Critically, by making use of the common infrastructure already used and supported by the rest of the data team, we can worry much less about all of the parts of data pipelining that can be a real headache if we’re trying to work in a silo.
By relying on an off-the-shelf tool like Fivetran for data extraction and loading, we get a pipeline that Just Works™, data that’s consistent and easy to reason about, and, at least in some cases, the change-data-capture we crave all right out of the box.
Assuming we’ve got a data engineering or warehousing team maintaining the data warehouse or data lake, we can sleep easy knowing they’re making sure the pipes are hooked up and running consistently. As data scientists, we want to take advantage of the infrastructure that already exists for common purposes so we don’t have to build or maintain our own infrastructure.
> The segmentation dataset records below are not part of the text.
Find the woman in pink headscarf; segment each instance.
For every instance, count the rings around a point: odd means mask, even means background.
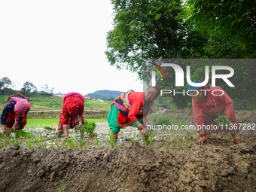
[[[29,99],[23,95],[9,96],[1,115],[3,133],[8,134],[10,132],[23,130],[26,124],[26,114],[30,108]]]
[[[78,128],[84,125],[84,98],[81,94],[76,92],[66,94],[58,124],[57,137],[60,137],[64,130],[64,137],[68,139],[69,129],[73,129],[76,125],[78,125]]]

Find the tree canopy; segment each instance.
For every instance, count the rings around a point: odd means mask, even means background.
[[[105,54],[110,64],[138,72],[144,59],[181,57],[181,1],[111,0],[114,29],[107,34]],[[128,65],[125,65],[128,64]]]
[[[255,57],[255,1],[187,0],[185,5],[185,19],[191,27],[239,44],[245,57]]]

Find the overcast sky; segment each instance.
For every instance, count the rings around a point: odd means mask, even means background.
[[[0,78],[16,90],[30,81],[54,93],[142,91],[136,74],[110,66],[105,55],[113,12],[109,0],[1,1]]]

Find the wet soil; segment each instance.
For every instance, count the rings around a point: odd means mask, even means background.
[[[240,111],[239,120],[255,123],[255,111]],[[99,138],[108,129],[99,125]],[[118,138],[114,148],[93,148],[94,140],[87,150],[2,148],[0,191],[256,191],[256,135],[241,135],[239,145],[230,135],[200,145],[195,136],[181,148],[168,138],[149,146]]]
[[[27,117],[30,119],[58,119],[60,115],[60,110],[51,110],[51,111],[29,111],[27,114]],[[108,111],[84,111],[84,118],[107,118]]]

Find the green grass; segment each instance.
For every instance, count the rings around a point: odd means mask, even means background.
[[[9,96],[7,96],[6,98]],[[29,96],[27,98],[29,99],[31,104],[31,111],[45,111],[45,110],[60,110],[63,105],[62,97],[48,96],[44,97],[40,95],[32,95],[31,97]],[[95,111],[109,111],[112,101],[96,101],[91,99],[84,99],[85,110],[90,110],[93,108]],[[5,96],[0,96],[0,109],[2,110],[5,105]],[[55,107],[53,107],[55,106]]]

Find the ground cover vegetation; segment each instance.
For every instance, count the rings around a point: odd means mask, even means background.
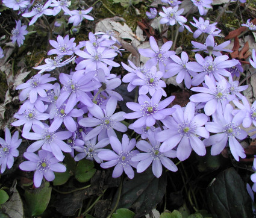
[[[256,216],[255,0],[1,4],[1,217]]]

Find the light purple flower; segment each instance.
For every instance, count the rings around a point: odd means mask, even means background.
[[[112,58],[117,55],[113,50],[99,47],[96,49],[90,44],[87,45],[86,51],[76,50],[75,54],[86,60],[80,61],[75,69],[86,69],[86,72],[93,71],[99,68],[102,69],[105,73],[110,73],[107,64],[113,67],[119,67],[120,64],[113,61]]]
[[[49,115],[48,113],[40,113],[37,110],[27,109],[23,114],[14,115],[18,120],[11,123],[14,126],[19,126],[24,125],[22,131],[28,132],[31,129],[33,124],[37,124],[42,128],[44,127],[43,123],[40,120],[45,120],[49,119]]]
[[[86,10],[73,10],[70,11],[69,13],[71,14],[71,17],[69,19],[69,23],[72,23],[75,26],[78,26],[79,24],[83,21],[84,19],[86,19],[89,20],[93,20],[94,18],[91,16],[87,15],[92,10],[92,7],[89,8]]]
[[[90,140],[86,140],[86,134],[82,132],[83,139],[84,142],[84,146],[75,146],[74,149],[80,152],[75,157],[74,160],[78,161],[83,158],[95,160],[100,164],[103,163],[103,160],[98,157],[98,154],[101,151],[104,151],[102,148],[105,147],[110,143],[108,138],[102,139],[96,143],[97,137],[92,138]]]
[[[6,7],[13,8],[14,11],[18,10],[22,8],[25,8],[29,4],[30,1],[27,0],[3,0]]]
[[[50,5],[50,7],[54,7],[54,16],[58,14],[61,10],[71,16],[72,14],[68,8],[70,4],[71,1],[69,1],[69,0],[52,0],[52,3]]]
[[[213,3],[212,0],[191,0],[191,1],[198,8],[201,16],[202,16],[204,14],[204,7],[210,8],[211,8],[210,4]]]
[[[163,75],[163,72],[157,71],[157,67],[153,66],[150,71],[145,74],[137,72],[139,78],[133,79],[131,84],[134,86],[140,86],[139,95],[146,95],[149,93],[152,96],[156,90],[159,90],[163,96],[166,96],[166,93],[163,89],[163,87],[166,87],[166,84],[161,79]]]
[[[159,151],[160,143],[155,140],[155,134],[152,132],[149,134],[150,143],[144,140],[140,140],[136,143],[136,147],[144,152],[136,154],[131,158],[131,160],[140,161],[136,167],[137,173],[144,172],[152,163],[153,174],[155,177],[159,178],[163,172],[162,164],[172,172],[177,171],[178,167],[169,158],[176,157],[176,151],[161,152]]]
[[[201,93],[193,95],[189,99],[194,102],[206,102],[204,111],[207,116],[211,116],[217,110],[222,111],[229,102],[233,100],[228,96],[229,92],[227,81],[223,79],[216,86],[214,80],[205,75],[205,83],[208,88],[198,87],[191,89],[192,91]]]
[[[189,62],[187,68],[196,72],[199,72],[192,79],[192,86],[198,86],[204,79],[205,75],[208,75],[212,79],[217,81],[223,79],[224,76],[230,76],[231,73],[225,70],[226,67],[233,67],[237,64],[237,60],[227,60],[228,55],[216,57],[214,60],[210,56],[204,58],[199,54],[196,54],[197,62]]]
[[[241,97],[243,104],[238,101],[233,101],[234,104],[240,110],[233,113],[235,120],[243,120],[243,126],[245,128],[250,127],[252,123],[256,126],[256,101],[252,106],[249,104],[247,98]]]
[[[45,15],[54,15],[54,11],[52,9],[48,9],[50,4],[52,3],[52,0],[48,0],[45,4],[43,5],[40,3],[37,3],[35,6],[34,6],[33,9],[31,11],[28,13],[25,13],[22,14],[22,17],[34,17],[32,18],[32,20],[30,21],[28,24],[29,26],[34,24],[37,19],[43,14]]]
[[[254,68],[256,68],[256,54],[255,51],[254,49],[252,49],[252,60],[250,58],[250,63]]]
[[[216,134],[210,135],[209,139],[205,139],[203,142],[205,146],[211,145],[211,154],[216,155],[222,151],[228,140],[232,155],[239,161],[239,157],[244,158],[246,155],[243,147],[236,138],[244,139],[246,137],[247,133],[239,127],[241,121],[234,120],[234,116],[232,115],[233,110],[233,107],[228,104],[223,113],[217,111],[212,115],[213,122],[205,123],[205,128],[209,132]]]
[[[49,72],[54,70],[56,67],[61,67],[69,63],[72,61],[76,56],[71,57],[70,58],[61,62],[62,60],[60,56],[54,57],[54,59],[46,58],[45,60],[45,64],[38,66],[37,67],[33,67],[36,70],[40,70],[37,73],[43,73],[45,71]]]
[[[5,140],[0,138],[0,166],[1,173],[3,173],[7,166],[10,169],[14,162],[13,157],[18,157],[19,146],[22,140],[19,139],[19,132],[16,131],[13,137],[8,128],[5,128]]]
[[[163,7],[163,10],[164,13],[159,13],[159,15],[163,17],[160,20],[160,23],[169,23],[170,25],[173,26],[176,22],[179,23],[180,25],[186,23],[187,19],[180,15],[183,13],[184,8],[178,10],[178,5],[176,5],[173,8],[170,7],[167,8],[165,7]]]
[[[70,146],[63,140],[70,137],[72,132],[67,131],[49,132],[49,126],[46,124],[43,128],[33,125],[32,128],[34,132],[22,133],[22,137],[25,139],[37,140],[28,146],[27,151],[34,152],[42,147],[43,150],[52,152],[60,161],[62,161],[64,157],[61,151],[67,153],[71,152]]]
[[[154,19],[157,14],[157,10],[155,8],[150,8],[150,12],[146,11],[146,15],[149,19]]]
[[[199,17],[198,20],[193,17],[195,23],[190,22],[190,23],[195,27],[197,28],[193,34],[195,39],[198,38],[202,33],[207,33],[213,36],[219,36],[219,33],[221,30],[216,28],[217,23],[210,24],[210,20],[204,20],[203,18]]]
[[[243,69],[242,67],[242,65],[240,62],[239,62],[238,64],[236,66],[234,66],[231,67],[226,68],[226,70],[231,73],[232,76],[234,76],[234,75],[236,75],[237,77],[239,77],[240,73],[243,72]]]
[[[209,56],[211,56],[211,54],[214,56],[221,56],[222,54],[220,53],[220,51],[233,52],[232,50],[224,48],[230,44],[230,41],[226,41],[217,45],[214,42],[214,39],[213,35],[208,36],[207,38],[206,38],[205,43],[204,44],[194,41],[191,41],[191,43],[193,45],[193,47],[196,49],[192,50],[192,51],[197,52],[202,51],[207,54],[209,54]]]
[[[94,138],[98,135],[99,135],[99,140],[110,136],[116,137],[114,129],[122,132],[127,131],[127,127],[120,122],[125,119],[123,116],[125,114],[125,113],[120,111],[114,114],[117,104],[116,98],[111,97],[107,103],[105,111],[102,111],[101,107],[96,104],[88,107],[88,110],[94,117],[83,118],[79,120],[78,123],[84,127],[96,127],[86,135],[86,140]]]
[[[47,181],[51,181],[55,179],[54,172],[64,172],[66,167],[57,160],[54,155],[48,151],[40,150],[38,156],[34,153],[27,152],[24,157],[28,160],[22,162],[19,167],[24,171],[36,170],[34,175],[34,184],[37,188],[41,185],[42,180],[45,177]]]
[[[20,47],[25,40],[24,36],[27,35],[28,31],[26,30],[27,26],[21,26],[20,20],[19,20],[17,22],[15,20],[15,22],[16,22],[16,27],[11,31],[11,39],[13,40],[13,43],[14,43],[17,41],[19,47]]]
[[[106,169],[113,167],[112,177],[119,177],[125,171],[130,179],[134,177],[134,172],[133,167],[136,167],[137,161],[133,161],[131,159],[139,152],[138,150],[133,150],[136,140],[134,139],[129,140],[127,135],[123,135],[122,144],[117,138],[111,136],[110,137],[110,145],[114,151],[105,149],[98,154],[98,157],[107,162],[101,164],[101,167]]]
[[[205,155],[205,146],[199,137],[209,137],[209,132],[202,126],[208,121],[207,116],[204,114],[195,116],[193,102],[189,102],[185,111],[178,105],[173,107],[176,111],[172,117],[163,121],[167,129],[156,135],[158,142],[164,142],[159,151],[168,152],[178,145],[176,155],[181,161],[188,158],[192,149],[200,156]]]
[[[73,54],[73,48],[76,46],[76,43],[73,42],[75,39],[75,38],[72,38],[69,40],[69,35],[66,36],[64,39],[63,37],[58,36],[57,42],[49,41],[50,44],[54,48],[49,51],[47,54],[51,55],[56,54],[60,56],[72,55]]]
[[[181,83],[184,80],[186,87],[187,89],[190,89],[191,76],[196,76],[196,73],[187,69],[186,64],[189,61],[189,56],[187,53],[184,51],[181,52],[181,59],[175,55],[170,55],[170,58],[174,62],[167,64],[166,69],[169,69],[169,70],[166,72],[164,76],[169,78],[178,73],[176,77],[177,83]]]
[[[164,73],[164,64],[166,63],[168,59],[169,60],[169,56],[175,53],[173,51],[169,51],[172,47],[172,42],[166,42],[160,49],[153,36],[150,37],[149,43],[153,51],[148,48],[141,48],[139,49],[139,52],[142,55],[151,58],[148,61],[149,65],[156,66],[158,63],[160,70]]]
[[[23,89],[19,95],[20,101],[25,100],[28,96],[30,97],[30,102],[34,103],[37,99],[37,95],[41,97],[46,97],[47,93],[45,90],[54,89],[52,84],[47,83],[56,80],[56,78],[50,76],[49,73],[43,75],[37,74],[28,80],[26,83],[19,85],[16,89]]]
[[[163,3],[168,3],[171,7],[174,7],[181,4],[181,2],[178,0],[161,0],[161,1]]]
[[[145,125],[149,127],[154,125],[155,120],[164,119],[175,110],[174,108],[165,108],[174,100],[174,96],[160,102],[161,97],[161,92],[159,90],[155,92],[151,99],[146,95],[140,95],[138,98],[139,103],[126,103],[126,106],[135,112],[128,113],[123,117],[129,119],[139,118],[133,123],[134,128]]]
[[[4,57],[4,51],[2,48],[0,47],[0,58],[2,58]]]
[[[249,28],[249,30],[252,31],[254,31],[256,30],[256,25],[255,25],[252,22],[250,22],[251,19],[248,19],[246,21],[246,23],[241,24],[241,26],[246,26]]]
There are further benefits that we haven’t covered in detail, too! If we follow the pattern laid out above, we also get ML model inspectability, reproducibility, and generalizability. We will discuss those topics in another post.
Until then, remember how the modern data stack can help your entire organization work more efficiently. If you have questions/thoughts/ideas about how to put this into practice, I’d love to hear them. Please reach out.
* Unfortunately, in the data world the term “model” is overloaded and can refer to both a “data model” (the schema and semantic meaning of a relation in a database) as well as a statistical model or machine learning model used for in-depth analysis or prediction. In this blog post I will refer to the former explicitly as a “data model” and the latter as an “ML model”.